Yapılan yargılamaya, toplanıp karar yerinde gösterilen delillere, mahkemenin kovuşturma sonuçlarına uygun olarak oluşan kanaat ve takdirine, incelenen dosya kapsamına göre, katılanlar vekilleri ve sanıklar müdafiilerinin temyiz itirazlarının reddiyle hükümlerin ONANMASINA,
3- Sanıklar ..., ..., ..., ..., ... hakkında nitelikli dolandırıcılık ve resmi belgede sahtecilik suçlarından kurulan mahkumiyet hükümlerine yönelik temyiz taleplerinin incelenmesinde;
Sanıklar ..., ... ve ..."in satış işlemi ile ilgili olarak sahte belgelerin tanzimi, murise ait eski kayıtların elde edilmesi, katılan ... adına ..."in fotoğrafı bulunan sahte nüfus cüzdanının temini, bu nüfus cüzdanı ile talep belgesinin muhtarlıktan alınıp sanık ..."e verilmesi ve sanık ..."i katılanlar ile bir araya getirmeleri aşamalarında birlikte hareket etmiş olmaları, tapu işlemleri, para alış verişi ve bonoların tanzimi sürecinde sanık ..."ın kendisini avukat olarak tanıtıp, sanık ..."ın yanında bulunarak işlemlerin takibini sağladığının anlaşılması karşısında mahkumiyetlerine yönelik mahkemenin kabulünde isabetsizlik görülmemiştir.
Yapılan yargılamaya, toplanıp karar yerinde gösterilen delillere, mahkemenin kovuşturma sonuçlarına uygun olarak oluşan kanaat ve takdirine, incelenen dosya kapsamına göre yerinde görülmeyen sair temyiz itirazlarının reddine, ancak;
a) Yargıtay Ceza Genel Kurulu"nun 18.06.2013 tarih ve 2012/15-1351-2013/328 E-K sayılı ilamında da vurgulandığı üzere, kanun koyucu, cezanın kişiselleştirilmesinin sağlanması bakımından hâkime somut olayın özellikleri ve işlenen fiilin ağırlığıyla orantılı bir şekilde gerekçesini de göstererek iki sınır arasında temel cezayı belirleme yetki ve görevini yüklemiştir.
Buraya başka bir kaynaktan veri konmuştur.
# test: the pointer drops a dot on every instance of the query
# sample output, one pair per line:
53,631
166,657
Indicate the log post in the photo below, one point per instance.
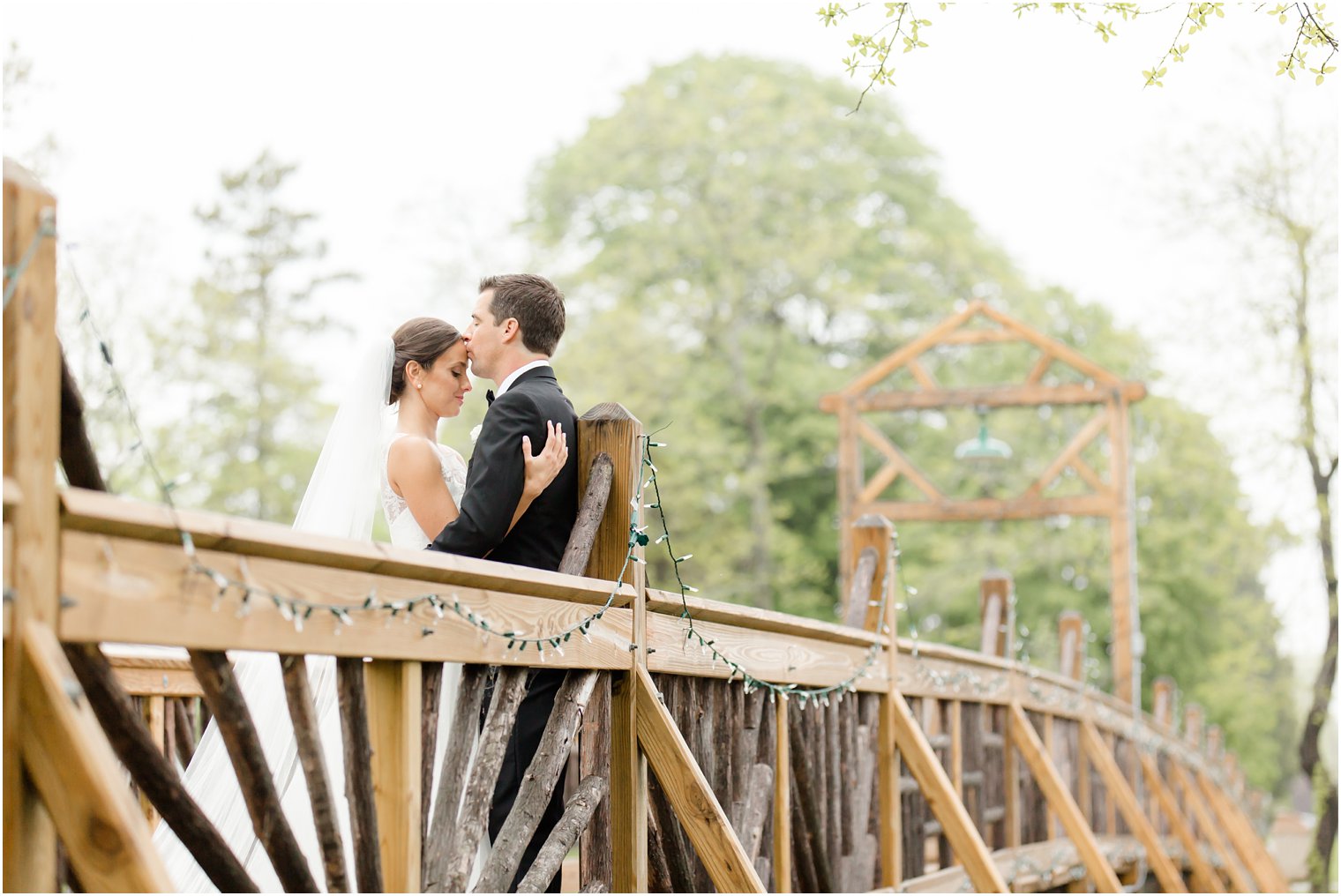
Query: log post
394,705
1163,697
31,447
1215,743
614,844
997,609
1193,721
879,533
1070,636
1127,621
Ancak, hâkimin temel cezayı belirlerken dayandığı gerekçe, bu düzenlemelere uygun olarak; suçun işleniş biçimi, suçun işlenmesinde kullanılan araçlar, suçun işlendiği zaman ve yer, suç konusunun önem ve değeri, meydana gelen zarar veya tehlikenin ağırlığı, failin kast veya taksire dayalı kusurunun ağırlığı, güttüğü amaç ve saik ile dosya içeriğine yansıyan bilgi ve belgelerin isabetli biçimde değerlendirildiğini gösterir biçimde yasal ve yeterli olmalıdır. Bu açıklamalar ışığında, sanıkların suç kastının yoğunluğu ve katılanlardan elde edilen menfaat miktarı göz önünde bulundurularak, hüküm kurulurken, TCK"nın 3/1. maddesi uyarınca işlenen fiilin ağırlığıyla orantılı olacak şekilde takdir hakkının kullanılması suretiyle alt ve üst sınırlar arasında bir belirleme yapılması gerekirken, 5237 sayılı TCK"nın 61. maddesinde sayılan kriterler esas alınmadan, hak ve nesafet kuralları ile orantılılık ilkesine aykırı olarak hapis cezasının alt sınırdan daha fazla uzaklaşılmak suretiyle tayin edilmesi gerekirken yazılı şekilde eksik cezaya hükmolunması ve ayrıca sanıklar hakkında nitelikli dolandırıcılık ve resmi belgede sahtecilik suçlarından kurulan mahkumiyet hükümlerinin gerekçesinde alt sınırdan ceza tayini uygun görülmüş olduğu belirtilmesine rağmen hüküm kısmında alt sınırdan uzaklaşılıp teşdit uygulanarak çelişkiye düşülmek suretiyle 5271 sayılı CMK"nın 230. maddesine aykırılık oluşturulması,
b) Adli sicil kayıtlarına göre sanık ..."ın Antalya 4. Asliye Ceza Mahkemesi"nin 2005/156 esas, 2007/1050 karar sayılı ilamı ile 19/03/2008 tarihinde kesinleşen hapisten çevrili adli para cezası ile sanık ..."in Nevşehir Ağır Ceza Mahkemesi"nin 2008/6-99 karar sayılı ilamı ile 24/06/2008 tarihinde kesinleşen hapis cezası bulunması karşısında tekerrüre esas mahkumiyeti bulunan sanıklar hakkında 5237 sayılı TCK"nın 58/6. maddesi uyarınca mükerrirlere özgü infaz rejiminin uygulanmasına karar verilmemesi,
Kanuna aykırı olup, katılanlar vekilleri ile sanıklar müdafiilerinin temyiz itirazları bu nedenle yerinde görüldüğünden, 5320 sayılı Kanun"un 8/1. maddesi gereğince uygulanması gereken 1412 sayılı CMUK"nın 321. maddesi uyarınca, hükümlerin BOZULMASINA, 06/02/2018 tarihinde oybirliğiyle karar verildi.